Com a Lei do Audiovisual, quem está determinando o que será visto nas telas: os roteiristas e diretores ou os diretores de marketing?

L.Z.O. – Diretores de marketing acabaram virando conselheiros de roteiros e projetos, o que é uma deformação tão grave quanto Chatô. No caso, o cinema acaba entrando na linha geral da ‘publicitarização’ do real, que é uma característica do nosso tempo, e vai das artes ao futebol.
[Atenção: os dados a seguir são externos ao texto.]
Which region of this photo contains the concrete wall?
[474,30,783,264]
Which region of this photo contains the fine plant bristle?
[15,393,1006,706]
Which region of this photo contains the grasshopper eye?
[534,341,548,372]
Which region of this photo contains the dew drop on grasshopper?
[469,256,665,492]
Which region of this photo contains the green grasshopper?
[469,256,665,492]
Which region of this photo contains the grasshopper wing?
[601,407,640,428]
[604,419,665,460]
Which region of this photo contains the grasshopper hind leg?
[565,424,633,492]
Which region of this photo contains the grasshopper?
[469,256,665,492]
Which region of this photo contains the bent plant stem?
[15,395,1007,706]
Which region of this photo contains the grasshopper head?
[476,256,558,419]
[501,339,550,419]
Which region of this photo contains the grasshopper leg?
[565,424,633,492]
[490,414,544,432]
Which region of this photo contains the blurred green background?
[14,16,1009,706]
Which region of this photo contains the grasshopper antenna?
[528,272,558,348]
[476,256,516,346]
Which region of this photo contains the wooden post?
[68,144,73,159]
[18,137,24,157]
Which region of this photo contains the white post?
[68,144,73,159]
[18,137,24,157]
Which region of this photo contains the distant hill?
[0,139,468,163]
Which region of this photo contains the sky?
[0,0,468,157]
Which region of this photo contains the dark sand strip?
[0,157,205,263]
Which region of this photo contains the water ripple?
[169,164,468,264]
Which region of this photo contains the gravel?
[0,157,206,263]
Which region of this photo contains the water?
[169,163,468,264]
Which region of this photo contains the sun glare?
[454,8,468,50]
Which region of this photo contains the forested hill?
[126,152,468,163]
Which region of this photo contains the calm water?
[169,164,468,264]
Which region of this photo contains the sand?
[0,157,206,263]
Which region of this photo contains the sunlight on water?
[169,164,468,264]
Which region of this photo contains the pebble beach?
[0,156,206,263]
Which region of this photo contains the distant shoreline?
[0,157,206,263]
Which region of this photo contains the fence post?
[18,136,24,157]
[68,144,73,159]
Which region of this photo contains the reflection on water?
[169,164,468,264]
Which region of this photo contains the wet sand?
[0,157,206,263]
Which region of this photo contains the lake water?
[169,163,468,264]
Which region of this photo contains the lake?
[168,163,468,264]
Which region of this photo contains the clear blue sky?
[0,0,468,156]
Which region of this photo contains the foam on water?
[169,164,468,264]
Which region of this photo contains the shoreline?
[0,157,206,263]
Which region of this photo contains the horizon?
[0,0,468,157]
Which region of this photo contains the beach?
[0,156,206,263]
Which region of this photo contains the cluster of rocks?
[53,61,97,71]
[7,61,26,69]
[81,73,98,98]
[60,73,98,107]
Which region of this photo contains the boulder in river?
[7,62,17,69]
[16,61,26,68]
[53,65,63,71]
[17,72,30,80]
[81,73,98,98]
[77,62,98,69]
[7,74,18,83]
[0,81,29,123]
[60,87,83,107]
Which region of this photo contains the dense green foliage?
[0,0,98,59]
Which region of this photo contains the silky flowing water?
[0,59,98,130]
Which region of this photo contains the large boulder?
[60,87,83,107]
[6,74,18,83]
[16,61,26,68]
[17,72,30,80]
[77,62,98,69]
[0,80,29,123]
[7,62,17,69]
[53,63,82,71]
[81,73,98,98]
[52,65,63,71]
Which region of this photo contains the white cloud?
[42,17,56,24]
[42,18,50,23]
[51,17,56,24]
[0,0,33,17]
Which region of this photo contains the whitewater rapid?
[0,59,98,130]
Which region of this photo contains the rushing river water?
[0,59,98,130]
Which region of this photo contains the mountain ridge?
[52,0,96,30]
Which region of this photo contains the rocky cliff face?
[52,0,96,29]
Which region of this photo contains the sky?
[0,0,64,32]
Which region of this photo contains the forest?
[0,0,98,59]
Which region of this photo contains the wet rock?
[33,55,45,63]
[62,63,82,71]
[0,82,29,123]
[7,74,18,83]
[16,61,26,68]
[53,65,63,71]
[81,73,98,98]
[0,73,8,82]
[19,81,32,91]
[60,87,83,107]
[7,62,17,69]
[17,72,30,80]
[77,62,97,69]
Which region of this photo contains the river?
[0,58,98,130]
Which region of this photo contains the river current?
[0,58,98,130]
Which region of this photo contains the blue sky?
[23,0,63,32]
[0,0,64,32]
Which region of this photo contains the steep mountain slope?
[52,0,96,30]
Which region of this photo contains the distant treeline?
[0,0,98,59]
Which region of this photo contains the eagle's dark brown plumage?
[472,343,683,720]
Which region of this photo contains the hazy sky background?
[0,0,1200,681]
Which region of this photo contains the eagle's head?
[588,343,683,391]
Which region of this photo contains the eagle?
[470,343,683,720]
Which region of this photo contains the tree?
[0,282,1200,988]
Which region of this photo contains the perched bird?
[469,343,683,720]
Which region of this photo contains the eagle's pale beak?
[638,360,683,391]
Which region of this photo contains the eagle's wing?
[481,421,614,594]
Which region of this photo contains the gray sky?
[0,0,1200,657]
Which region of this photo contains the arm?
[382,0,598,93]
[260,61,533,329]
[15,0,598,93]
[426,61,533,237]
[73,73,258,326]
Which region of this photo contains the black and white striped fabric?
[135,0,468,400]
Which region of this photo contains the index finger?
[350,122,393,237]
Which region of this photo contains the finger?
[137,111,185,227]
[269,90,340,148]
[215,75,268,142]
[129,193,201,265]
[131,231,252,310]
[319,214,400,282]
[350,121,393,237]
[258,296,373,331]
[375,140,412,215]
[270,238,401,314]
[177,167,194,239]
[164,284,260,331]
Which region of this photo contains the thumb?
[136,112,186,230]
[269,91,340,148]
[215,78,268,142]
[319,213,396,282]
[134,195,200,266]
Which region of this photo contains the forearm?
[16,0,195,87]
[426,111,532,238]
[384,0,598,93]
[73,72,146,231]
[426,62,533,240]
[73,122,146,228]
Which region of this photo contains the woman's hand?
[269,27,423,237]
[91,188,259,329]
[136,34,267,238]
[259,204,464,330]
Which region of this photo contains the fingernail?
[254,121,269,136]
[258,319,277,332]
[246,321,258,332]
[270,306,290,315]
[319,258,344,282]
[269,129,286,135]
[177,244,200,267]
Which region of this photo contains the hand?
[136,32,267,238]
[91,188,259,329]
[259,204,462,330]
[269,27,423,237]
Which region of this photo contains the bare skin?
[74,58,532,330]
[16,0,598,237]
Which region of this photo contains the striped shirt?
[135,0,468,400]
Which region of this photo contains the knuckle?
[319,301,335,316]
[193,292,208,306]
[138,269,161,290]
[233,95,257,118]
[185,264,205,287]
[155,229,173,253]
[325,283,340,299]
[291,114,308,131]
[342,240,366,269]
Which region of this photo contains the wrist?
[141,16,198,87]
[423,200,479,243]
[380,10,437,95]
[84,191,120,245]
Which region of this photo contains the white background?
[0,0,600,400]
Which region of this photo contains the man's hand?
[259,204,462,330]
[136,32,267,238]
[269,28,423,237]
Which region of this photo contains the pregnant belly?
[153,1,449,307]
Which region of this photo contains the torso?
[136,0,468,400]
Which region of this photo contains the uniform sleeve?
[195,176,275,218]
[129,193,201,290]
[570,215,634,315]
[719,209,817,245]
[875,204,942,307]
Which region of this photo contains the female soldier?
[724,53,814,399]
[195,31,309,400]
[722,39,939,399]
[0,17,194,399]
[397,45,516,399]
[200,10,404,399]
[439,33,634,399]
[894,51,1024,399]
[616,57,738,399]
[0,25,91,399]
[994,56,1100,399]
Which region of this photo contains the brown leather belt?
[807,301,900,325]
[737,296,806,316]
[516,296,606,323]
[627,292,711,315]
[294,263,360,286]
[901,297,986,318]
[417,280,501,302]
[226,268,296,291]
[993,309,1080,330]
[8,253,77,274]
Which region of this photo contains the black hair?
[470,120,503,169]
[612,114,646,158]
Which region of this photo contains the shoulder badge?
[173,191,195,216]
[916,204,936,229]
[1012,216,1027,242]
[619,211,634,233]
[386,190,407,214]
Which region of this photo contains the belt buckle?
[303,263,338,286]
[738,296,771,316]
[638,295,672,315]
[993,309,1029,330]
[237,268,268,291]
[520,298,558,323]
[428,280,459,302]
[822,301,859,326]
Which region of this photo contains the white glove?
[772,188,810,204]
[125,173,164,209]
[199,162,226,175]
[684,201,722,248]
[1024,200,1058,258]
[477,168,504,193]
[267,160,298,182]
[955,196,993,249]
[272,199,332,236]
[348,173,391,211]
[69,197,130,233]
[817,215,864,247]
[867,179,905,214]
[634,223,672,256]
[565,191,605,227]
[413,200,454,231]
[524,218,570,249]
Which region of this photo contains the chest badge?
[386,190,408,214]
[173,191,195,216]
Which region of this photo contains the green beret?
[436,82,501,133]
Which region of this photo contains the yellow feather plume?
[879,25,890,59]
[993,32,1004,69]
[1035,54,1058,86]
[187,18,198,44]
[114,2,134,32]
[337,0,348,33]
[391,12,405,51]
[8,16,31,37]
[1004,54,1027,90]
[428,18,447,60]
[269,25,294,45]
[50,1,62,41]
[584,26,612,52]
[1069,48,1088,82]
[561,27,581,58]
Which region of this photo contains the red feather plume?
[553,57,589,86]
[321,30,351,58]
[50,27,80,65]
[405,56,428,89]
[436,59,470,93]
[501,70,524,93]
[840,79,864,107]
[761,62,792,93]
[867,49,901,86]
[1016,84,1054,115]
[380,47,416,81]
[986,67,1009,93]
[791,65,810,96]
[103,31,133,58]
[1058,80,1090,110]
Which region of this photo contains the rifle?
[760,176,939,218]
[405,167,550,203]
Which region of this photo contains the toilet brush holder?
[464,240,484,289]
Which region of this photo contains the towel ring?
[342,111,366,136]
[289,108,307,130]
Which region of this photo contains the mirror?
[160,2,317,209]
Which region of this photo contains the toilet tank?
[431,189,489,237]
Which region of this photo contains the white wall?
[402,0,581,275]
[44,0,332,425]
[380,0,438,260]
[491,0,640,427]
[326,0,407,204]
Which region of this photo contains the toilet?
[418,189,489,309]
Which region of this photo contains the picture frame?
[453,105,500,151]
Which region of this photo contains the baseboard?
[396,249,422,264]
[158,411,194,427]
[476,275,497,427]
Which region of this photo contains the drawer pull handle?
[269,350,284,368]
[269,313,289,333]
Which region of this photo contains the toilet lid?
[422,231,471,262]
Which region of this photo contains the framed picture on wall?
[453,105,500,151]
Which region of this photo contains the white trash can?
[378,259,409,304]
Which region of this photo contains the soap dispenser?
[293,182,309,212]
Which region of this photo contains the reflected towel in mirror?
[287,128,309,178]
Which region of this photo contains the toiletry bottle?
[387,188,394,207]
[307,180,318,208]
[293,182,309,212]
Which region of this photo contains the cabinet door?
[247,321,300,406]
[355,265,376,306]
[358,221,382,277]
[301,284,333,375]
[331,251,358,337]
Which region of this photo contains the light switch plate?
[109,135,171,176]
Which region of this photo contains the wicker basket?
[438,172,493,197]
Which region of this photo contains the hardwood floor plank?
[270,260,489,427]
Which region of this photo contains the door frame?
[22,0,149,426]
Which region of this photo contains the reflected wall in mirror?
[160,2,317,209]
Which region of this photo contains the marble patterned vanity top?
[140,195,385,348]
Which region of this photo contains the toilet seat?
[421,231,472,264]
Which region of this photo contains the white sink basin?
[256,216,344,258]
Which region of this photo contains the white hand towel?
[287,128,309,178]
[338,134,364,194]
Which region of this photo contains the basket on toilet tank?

O fato de ser geral não o torna melhor ou mais aceitável.

Por falar em Chatô, como você viu a polêmica em torno do filme?

L.Z.O. – Como um caso exemplar de que as leis de incentivo e sua aplicação precisam ser repensadas. Chatô é só a vistosa ponta do iceberg, o que não serve como desculpa. Mas ele só foi possível num contexto de desvios de rota em relação à aplicação das leis.

Que analogias estéticas você faria entre o Cinema Novo e o cinema da Retomada?

L.Z.O. – O Cinema Novo aparece mais como uma reserva ética e estética de grande energia do que como um modelo a ser seguido, com alguns entendem. Para mim, a adesão ao paradigma é saudosista e não se sustenta: ninguém repete experiências desse porte em épocas historicamente diversas. A não ser como farsa.

Você fala em ‘mal-estar’ na sociedade contemporânea. Em que medida o cinema da Retomada vem refletindo esse estado de coisas?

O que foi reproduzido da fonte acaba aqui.